In fact, the only real difference might be a legal distinction. In order to pay a salary to someone dispatched to work at another company, the placement company must be licensed to do this and must follow employment rules, e.g., must provide 10 days annual holiday after six months according to the national labor law, etc. However, a "search" company that just takes a one-time fee for introducing an employee to a company would not necessarily have to be licensed as a placement company, although many are because some clients require them to actually employ the staff being sent out.

I will generally refer to all of these companies as "placement" companies because that is essentially what they all do even though some provide different kinds of employees. As for salaries, a younger, not-so-experienced foreign college graduate on the lower end could expect to receive Y2,000 to Y3,000 per hour to start. More experienced and or capable people could expect to receive another Y500 to Y2,000 per hour.

Contracts generally vary in lengths from three months to six months to one year. Often companies like to start with a three-month contract as a kind of trial and then will offer longer periods if everything goes well. Short-term contracts can actually be a benefit to the job hunter because you can gain the work experience, and you have the option as well to walk away if you do not like the job or find a better offer. I know one lady who just recently did this, leaving at the end of a three-month contract. The company was not happy at all about it, but they were the ones who had insisted on the contract being only three months.

Generally, placement companies prefer that you already have a working visa or related visa that allows some work, but in some cases they can sponsor you as well. However, unless you have some specific technical skills, I would advise you to get your first working visa through an English school. Then you might be able to pick up some part-time work with a placement company or get responsored at the expiration of your one-year working visa.

Some of the placement companies do quite a lot of volume during the year, and it is just a matter of timing, i.e., their receiving your resume at the same time they receive a request for an employee with your abilities. I would also like to emphasize that it is really a hit-and-miss kind of thing. I received a very good well-paying job through one placement company and then later talked to more qualified people who could not even get an interview with the same company. I really believe that the main reason I got this job was the fact that my resume happened to be sitting on their desk at the time they received the request from their client. So, it is important to get your resume out to many places.

Also, I would recommend that you send your resume every six months or so. Again, with the high volume of various requests received from clients, the placement firms are generally glad to get the resumes, although they may not respond depending on their needs at the time.

In a few cases, I have specifically identified firms that specialize in placing foreign staff. Most of the firms, however, do the majority of their business by placing Japanese, although I believe every firm in this book also places foreign staff as well. Some placement firms just do not do much volume with foreigners and are not so happy to have many people calling all the time. For this reason I recommend just sending your resume by fax or by mail.
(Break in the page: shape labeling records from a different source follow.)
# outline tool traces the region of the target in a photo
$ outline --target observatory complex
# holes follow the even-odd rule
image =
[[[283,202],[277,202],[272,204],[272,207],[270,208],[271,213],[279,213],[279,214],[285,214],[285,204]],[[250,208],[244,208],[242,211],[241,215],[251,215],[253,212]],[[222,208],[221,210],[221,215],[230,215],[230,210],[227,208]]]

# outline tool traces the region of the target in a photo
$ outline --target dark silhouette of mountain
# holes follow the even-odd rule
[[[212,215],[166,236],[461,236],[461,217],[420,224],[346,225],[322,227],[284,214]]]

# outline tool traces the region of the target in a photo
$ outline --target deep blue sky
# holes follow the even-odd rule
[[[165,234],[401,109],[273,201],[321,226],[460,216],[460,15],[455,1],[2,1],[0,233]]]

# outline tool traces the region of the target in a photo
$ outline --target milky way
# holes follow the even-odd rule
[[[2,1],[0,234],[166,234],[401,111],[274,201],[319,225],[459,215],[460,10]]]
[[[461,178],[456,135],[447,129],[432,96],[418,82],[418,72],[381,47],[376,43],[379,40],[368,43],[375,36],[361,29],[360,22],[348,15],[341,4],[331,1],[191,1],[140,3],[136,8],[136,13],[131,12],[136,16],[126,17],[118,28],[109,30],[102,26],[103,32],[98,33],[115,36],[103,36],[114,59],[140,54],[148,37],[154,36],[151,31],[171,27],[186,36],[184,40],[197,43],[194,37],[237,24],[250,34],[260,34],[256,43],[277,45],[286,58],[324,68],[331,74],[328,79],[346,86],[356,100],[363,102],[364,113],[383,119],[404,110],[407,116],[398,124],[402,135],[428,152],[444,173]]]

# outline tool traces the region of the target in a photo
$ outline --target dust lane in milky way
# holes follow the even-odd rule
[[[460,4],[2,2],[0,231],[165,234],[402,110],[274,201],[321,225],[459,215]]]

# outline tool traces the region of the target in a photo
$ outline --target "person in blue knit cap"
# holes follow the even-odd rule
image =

While talking with a senior recruiter, who I met at a social function, for a leading placement company in Tokyo, the lady said, "Oh, you shouldn't include our firm in your book. We do not hire foreigners." I responded by saying, "What do you mean; I see your ad in The Japan Times nearly every month, sometimes asking for foreign employees." She then said, "Well, we do place a few foreigners, but they have to speak Japanese very well or have some special skills. But we get calls every day, and we do not have jobs for most of the people who call." Ironically, when the firm I had been working at was looking for a native English-speaking graphic designer, I sent an inquiry letter to the same placement company because I had often seen their ads. They responded by sending forms for us to fill out. They did indeed place foreign staff, albeit maybe only a small volume.

As you get away from teaching English, more and more jobs will require some Japanese language ability and or special skills. Even if you are a new college graduate with little job experience or no technical skills, some of the companies in the following list can still provide placement services for you. There is a lot of work out there, and it just takes some persistence. Again timing is everything. Gambatte!